As we expected, European gas markets went through another bearish week last week, with D+1 Friday closing prices down w/w by between 4% (TTF) and 5.3% (NBP). Similar to the past few weeks, the weakness at the prompt was triggered by weak demand, due to mild weather and lack of heating demand. But unlike previous weeks, the supply side is beginning to respond to this bearish market.
Indicative Russian flows into the EU seem to have fallen sharply over the past week, by 0.27 bcm w/w. The decline mostly comes from a drop in net imports into Slovakia, down w/w by 0.18 bcm, which is due to an uptick in reverse flows to Ukraine via Budince interconnector that jumped to around 20 mcm/d on Saturday, from around 12 mcm/d during October.
Total Russian flows into Ukraine from Russia also seem to be down sharply to their lowest since mid-October (as reported by UkrTransGaz), falling to 0.22 bcm on Saturday, down from a peak of 0.32 bcm/d in late October. This reduction in Russian gas could be due to the opening of a gap between hub gas and contract gas, given the sharp drops in price seen at the hubs.
Most European storage hubs switched to withdrawal mode last week, with Europe taking 0.38 bcm out of storage, which is still around 70 mcm lower than last year’s draw over the same period. Although we did not expect substantial withdrawals, given warm weather and strong supplies, we think the net draw was mostly triggered by lower Russian takes, and hence strong withdrawals in the Baumgarten region. This could also widen the AVTP-TTF spread in the short-term.
Weather forecasts (both EC and GFS) continue to project persistent mild weather over the next two weeks. Based on the latest weather runs for next 14-day period, we expect heating demand from North European countries to be around 4.5 bcm, lower y/y by 1.3 bcm.
Supplies seem to be adjusting to weak demand and its persistently bearish outlook. LNG imports are stagnating, with ship tracking data pointing to marginally lower y/y imports, and Russian nominations seemingly weakening. With weather runs pointing to another two weeks of mild weather, demand will not be buoyant.

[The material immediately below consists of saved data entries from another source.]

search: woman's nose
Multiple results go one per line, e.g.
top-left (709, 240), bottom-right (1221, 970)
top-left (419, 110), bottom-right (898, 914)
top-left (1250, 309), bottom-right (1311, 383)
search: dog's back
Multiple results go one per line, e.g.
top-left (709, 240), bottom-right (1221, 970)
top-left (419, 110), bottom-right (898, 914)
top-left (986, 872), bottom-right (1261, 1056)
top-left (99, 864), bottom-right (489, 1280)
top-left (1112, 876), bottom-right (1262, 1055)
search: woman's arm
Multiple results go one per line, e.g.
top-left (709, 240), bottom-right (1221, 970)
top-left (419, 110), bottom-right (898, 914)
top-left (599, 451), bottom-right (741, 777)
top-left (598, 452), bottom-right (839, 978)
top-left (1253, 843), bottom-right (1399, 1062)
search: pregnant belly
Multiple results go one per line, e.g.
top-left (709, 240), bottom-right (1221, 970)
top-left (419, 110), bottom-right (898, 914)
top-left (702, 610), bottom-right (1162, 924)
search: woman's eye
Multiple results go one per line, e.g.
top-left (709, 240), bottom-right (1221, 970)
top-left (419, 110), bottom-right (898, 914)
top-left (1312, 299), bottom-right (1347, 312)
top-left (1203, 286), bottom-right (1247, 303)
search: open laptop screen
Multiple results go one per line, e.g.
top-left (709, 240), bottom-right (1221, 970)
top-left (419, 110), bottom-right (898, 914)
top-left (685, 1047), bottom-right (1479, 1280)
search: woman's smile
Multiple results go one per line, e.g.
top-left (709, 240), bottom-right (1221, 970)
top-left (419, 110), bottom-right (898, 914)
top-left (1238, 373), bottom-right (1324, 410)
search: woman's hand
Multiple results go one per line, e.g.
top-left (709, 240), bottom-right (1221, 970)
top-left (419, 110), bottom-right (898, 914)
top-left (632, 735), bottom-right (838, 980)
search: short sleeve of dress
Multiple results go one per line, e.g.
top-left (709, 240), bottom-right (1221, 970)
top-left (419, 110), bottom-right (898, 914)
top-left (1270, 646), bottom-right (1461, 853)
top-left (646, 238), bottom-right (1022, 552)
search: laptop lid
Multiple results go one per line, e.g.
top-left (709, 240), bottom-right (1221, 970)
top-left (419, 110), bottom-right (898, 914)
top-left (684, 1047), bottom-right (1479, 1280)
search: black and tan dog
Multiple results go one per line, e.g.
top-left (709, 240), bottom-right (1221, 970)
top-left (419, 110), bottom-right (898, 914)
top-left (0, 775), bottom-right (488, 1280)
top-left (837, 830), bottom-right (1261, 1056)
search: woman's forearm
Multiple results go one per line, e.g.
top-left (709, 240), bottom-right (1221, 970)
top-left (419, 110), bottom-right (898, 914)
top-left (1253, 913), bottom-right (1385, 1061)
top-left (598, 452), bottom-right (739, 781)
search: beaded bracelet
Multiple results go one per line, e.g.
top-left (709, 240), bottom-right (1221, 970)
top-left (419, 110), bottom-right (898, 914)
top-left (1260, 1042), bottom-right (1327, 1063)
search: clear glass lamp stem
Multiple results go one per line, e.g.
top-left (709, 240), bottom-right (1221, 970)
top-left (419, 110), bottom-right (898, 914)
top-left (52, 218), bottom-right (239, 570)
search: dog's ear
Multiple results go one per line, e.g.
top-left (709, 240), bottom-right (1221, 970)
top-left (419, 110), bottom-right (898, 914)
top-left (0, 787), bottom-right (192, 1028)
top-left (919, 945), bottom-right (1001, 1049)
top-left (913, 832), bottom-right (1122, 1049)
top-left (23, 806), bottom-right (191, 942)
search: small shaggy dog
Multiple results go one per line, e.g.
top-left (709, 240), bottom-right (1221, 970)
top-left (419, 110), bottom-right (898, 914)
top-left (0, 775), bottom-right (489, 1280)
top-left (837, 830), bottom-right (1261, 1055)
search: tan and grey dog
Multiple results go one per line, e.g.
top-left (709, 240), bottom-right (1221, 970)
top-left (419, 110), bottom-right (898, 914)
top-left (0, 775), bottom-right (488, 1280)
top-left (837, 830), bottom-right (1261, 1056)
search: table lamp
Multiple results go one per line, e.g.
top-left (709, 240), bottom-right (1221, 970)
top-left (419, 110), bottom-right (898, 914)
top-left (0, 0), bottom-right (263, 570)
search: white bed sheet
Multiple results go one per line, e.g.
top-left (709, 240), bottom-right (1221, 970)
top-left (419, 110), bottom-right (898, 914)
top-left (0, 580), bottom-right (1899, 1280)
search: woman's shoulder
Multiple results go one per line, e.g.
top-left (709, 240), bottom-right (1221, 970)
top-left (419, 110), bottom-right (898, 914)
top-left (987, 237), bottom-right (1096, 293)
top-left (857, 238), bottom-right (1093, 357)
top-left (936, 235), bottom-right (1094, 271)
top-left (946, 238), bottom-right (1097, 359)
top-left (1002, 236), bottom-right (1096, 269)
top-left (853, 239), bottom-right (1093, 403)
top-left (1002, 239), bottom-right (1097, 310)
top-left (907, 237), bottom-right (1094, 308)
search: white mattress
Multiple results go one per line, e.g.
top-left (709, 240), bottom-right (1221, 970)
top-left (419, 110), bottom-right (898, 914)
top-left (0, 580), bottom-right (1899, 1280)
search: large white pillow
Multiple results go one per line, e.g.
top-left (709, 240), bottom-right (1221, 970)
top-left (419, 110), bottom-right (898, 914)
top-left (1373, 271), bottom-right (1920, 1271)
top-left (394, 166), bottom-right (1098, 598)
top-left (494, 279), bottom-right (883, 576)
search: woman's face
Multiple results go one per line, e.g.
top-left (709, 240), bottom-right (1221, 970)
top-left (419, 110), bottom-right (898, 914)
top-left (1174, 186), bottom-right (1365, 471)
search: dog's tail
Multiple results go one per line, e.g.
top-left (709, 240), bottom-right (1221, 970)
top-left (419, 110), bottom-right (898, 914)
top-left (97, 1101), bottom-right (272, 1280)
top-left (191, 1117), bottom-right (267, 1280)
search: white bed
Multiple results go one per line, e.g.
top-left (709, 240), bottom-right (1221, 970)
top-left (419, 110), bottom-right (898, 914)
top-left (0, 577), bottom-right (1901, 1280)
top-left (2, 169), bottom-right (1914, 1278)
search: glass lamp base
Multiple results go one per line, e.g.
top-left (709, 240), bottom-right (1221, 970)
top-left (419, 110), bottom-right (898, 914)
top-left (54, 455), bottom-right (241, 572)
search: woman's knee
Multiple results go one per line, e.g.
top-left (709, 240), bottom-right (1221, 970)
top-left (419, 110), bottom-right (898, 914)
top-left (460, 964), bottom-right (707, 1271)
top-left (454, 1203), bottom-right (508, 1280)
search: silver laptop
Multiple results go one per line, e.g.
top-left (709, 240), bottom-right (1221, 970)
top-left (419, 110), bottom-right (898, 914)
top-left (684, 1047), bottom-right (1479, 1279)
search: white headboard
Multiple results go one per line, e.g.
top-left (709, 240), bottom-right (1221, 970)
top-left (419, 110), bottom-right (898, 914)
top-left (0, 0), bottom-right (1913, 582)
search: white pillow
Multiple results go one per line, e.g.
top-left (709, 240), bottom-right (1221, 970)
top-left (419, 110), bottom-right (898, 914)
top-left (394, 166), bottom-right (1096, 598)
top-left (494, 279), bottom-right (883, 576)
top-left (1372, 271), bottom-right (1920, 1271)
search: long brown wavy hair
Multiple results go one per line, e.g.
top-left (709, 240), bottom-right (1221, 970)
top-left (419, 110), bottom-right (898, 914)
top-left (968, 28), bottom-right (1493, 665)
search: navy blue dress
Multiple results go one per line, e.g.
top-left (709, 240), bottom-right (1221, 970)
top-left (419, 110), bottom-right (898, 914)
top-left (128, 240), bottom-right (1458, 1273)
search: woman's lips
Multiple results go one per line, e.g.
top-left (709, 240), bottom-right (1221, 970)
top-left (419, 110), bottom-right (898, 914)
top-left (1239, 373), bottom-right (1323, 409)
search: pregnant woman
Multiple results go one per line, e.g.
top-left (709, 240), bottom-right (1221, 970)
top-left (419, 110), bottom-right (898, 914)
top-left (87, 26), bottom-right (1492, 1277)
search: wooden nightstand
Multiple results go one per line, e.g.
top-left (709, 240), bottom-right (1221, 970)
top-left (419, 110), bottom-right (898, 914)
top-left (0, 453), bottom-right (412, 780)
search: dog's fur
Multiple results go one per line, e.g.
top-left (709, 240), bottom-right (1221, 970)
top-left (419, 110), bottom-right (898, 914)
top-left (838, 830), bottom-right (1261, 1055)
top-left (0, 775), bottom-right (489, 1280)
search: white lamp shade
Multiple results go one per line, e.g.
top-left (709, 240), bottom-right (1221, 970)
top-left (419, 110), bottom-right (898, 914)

The fundamental UK switching support points saw some modest softening due to the lower values of both coal and carbon. The relevant UK market triggers are now around 43.3 p/therm (limit of upside), 39.0 p/therm and 34 p/therm (limit of downside). We expect prompt (D+1) prices will continue to trade at the lower level of this range, with prices this week and next not moving much below that lower value, before heading up once temperatures change.